ANDERS DAHL & SKOGEN - Rows (another timbre, 2013) |
L'idée de départ de Dahl pour ces neuf pièces assez courtes, c'était de revenir au dodécaphonisme, en le simplifiant, ou appliquer les méthodes réductionnistes à Schönberg en somme. Chaque pièce comporte les douze notes, et s'arrête là, pas question de créer des séries, il suffit de ne gravir l'échelle chromatique qu'une fois, dans un ordre déterminé. Seules les notes sont déterminées, et quant aux paramètres tels que la hauteur, le volume, l'attaque, ou la durée, ils sont laissés à la volonté et à l'inspiration des interprètes. Chaque musicien joue la série unique, de manière très libre, surtout avec les instruments indéterminés, et la pièce s'arrête dès que la série est terminée.

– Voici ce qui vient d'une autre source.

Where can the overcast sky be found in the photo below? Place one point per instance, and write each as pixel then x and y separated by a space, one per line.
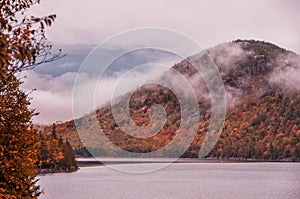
pixel 83 24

Le plus étonnant avec ces neuf pièces, c'est que malgré l'héritage dodécaphonique, ainsi que la directive de jouer son idée sans se soucier de ce que font les autres, chaque pièce surprend par sa chaleur et son humanité, par ses caractéristiques mélodieuses et concrètes beaucoup plus que formelles. Les neuf rows sont des pièces très calmes, aérées, justes, belles et envoutantes. Anders Dahl & Skogen sont parvenus à annihiler l'aspect mathématique et rigide du dodécaphonisme pour en arriver à une musique poétique et lumineuse.
L'aspect rigide est annulé par l'incertitude des instruments et de l'électronique : le frottement des cordes tout en retenue d'Angharad Davies et les objets ou larsens obligent. Une incertitude qui créer des frottements et des tensions incessantes, des moments de tension magnifique et organique. De plus, du fait que les durées soient indéterminées, les musiciens en profitent souvent pour produire des accords harmonieux quand ils le peuvent, ils laissent surgir des mélodies inattendues et poétiques, en faisant durer telle note qui s'accordera avec la prochaine. Mais c'est aussi l'opposition entre l'électronique abrasive et rugueuse et les mélodies instrumentales (ainsi que les variations de volume et d'intensité) qui rendent ces pièces profondes, et leur donnent des reliefs insoupçonnés.
Bref, neuf pièces faites de tension, de mélodie, de bruit et de note. De la poésie calme et lumineuse, aérée et profonde : neuf pièces envoutantes et vraiment innovantes. D'un côté, Rows s'inspire du dodécaphonisme pour l'écriture chromatique, de l'autre du réductionnisme et d'onkyo pour la concentration sur le timbre et les textures, mais aussi de Cage pour l'aspect indéterminé et ouvert de la partition, pourtant Rows est extrêmement original ne ressemble à aucune de ces influences, tout en leur étant vraiment fidèle. Recommandé.